Bière et intelligence artificielle semblent être une improbable combinaison, pourtant les consommateurs en raffolent.
Lorsque Beck’s, la légendaire brasserie allemande fondée à Brême en 1873, a célébré, en 2023, son 150e anniversaire, elle a décidé de nommer un nouveau maître-brasseur : ChatGPT !
L’entreprise lui a en effet demandé de concevoir une recette de bière à base des seuls ingrédients autorisés par la loi allemande : houblon, levure, eau et malt. Le résultat a donné la « Beck’s Autonomous », une pils à la douceur subtile, à la texture houblonnée et à la mousse généreuse. Un journaliste du Daily Mail a même jugé cette création supérieure à la pils standard de la maison.
L’alliance entre bière et intelligence artificielle peut sembler insolite, pourtant la brasserie Beck’s est loin d’être un cas isolé. Atwater Brewery, une brasserie américaine, a lancé en 2023 une IPA aux notes d’agrumes, conçue par IA. En 2024, St Austell Brewery, au Royaume-Uni, a utilisé l’IA pour créer une IPA tropicale baptisée « Hand Brewed by Robots ». En mars dernier, la brasserie Coedo, au Japon, a demandé à un modèle d’IA d’analyser les préférences des consommateurs de 20, 30, 40 et 50 ans, avant de développer quatre bières artisanales distinctes, une pour chaque tranche d’âge. Les réactions des clients, affirment les brasseurs, ont été dans l’ensemble « extrêmement positives ».
Nouvelles recettes
« L’IA nous donne accès à des recettes auxquelles nous n’aurions jamais pensé auparavant », explique Prinz Pinakatt, responsable de la division bière de Tilray Brands, maison mère d’Atwater, basée à New York.
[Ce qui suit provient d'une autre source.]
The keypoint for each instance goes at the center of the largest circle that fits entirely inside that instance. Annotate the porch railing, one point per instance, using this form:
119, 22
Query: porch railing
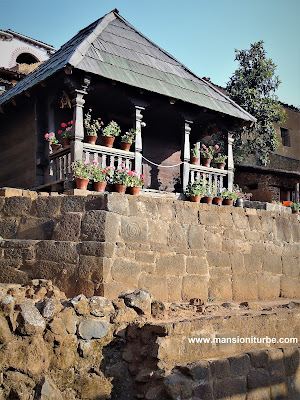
215, 175
106, 156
L’intelligence artificielle permet de décortiquer la complexité des saveurs, d’analyser les ingrédients et les équipements disponibles dans une brasserie donnée, puis de concevoir de nouvelles recettes en ajustant la douceur, l’acidité, l’amertume houblonnée et d’autres caractéristiques afin que le produit final séduise des consommateurs de plus en plus exigeants.
Beau Warren, fondateur en 2021 de la brasserie Species X Beer Project aux États-Unis, en a fait l’expérience directe. En 2022, il a commencé à entraîner des modèles d’IA sur divers paramètres : ses propres recettes, plusieurs types de levures, le degré d’acidité de l’eau, différentes variétés de houblon, les ingrédients disponibles en cave et la composition typique de bières comme la pils ou la stout. En 2024, il a commencé à les utiliser pour guider son processus de brassage.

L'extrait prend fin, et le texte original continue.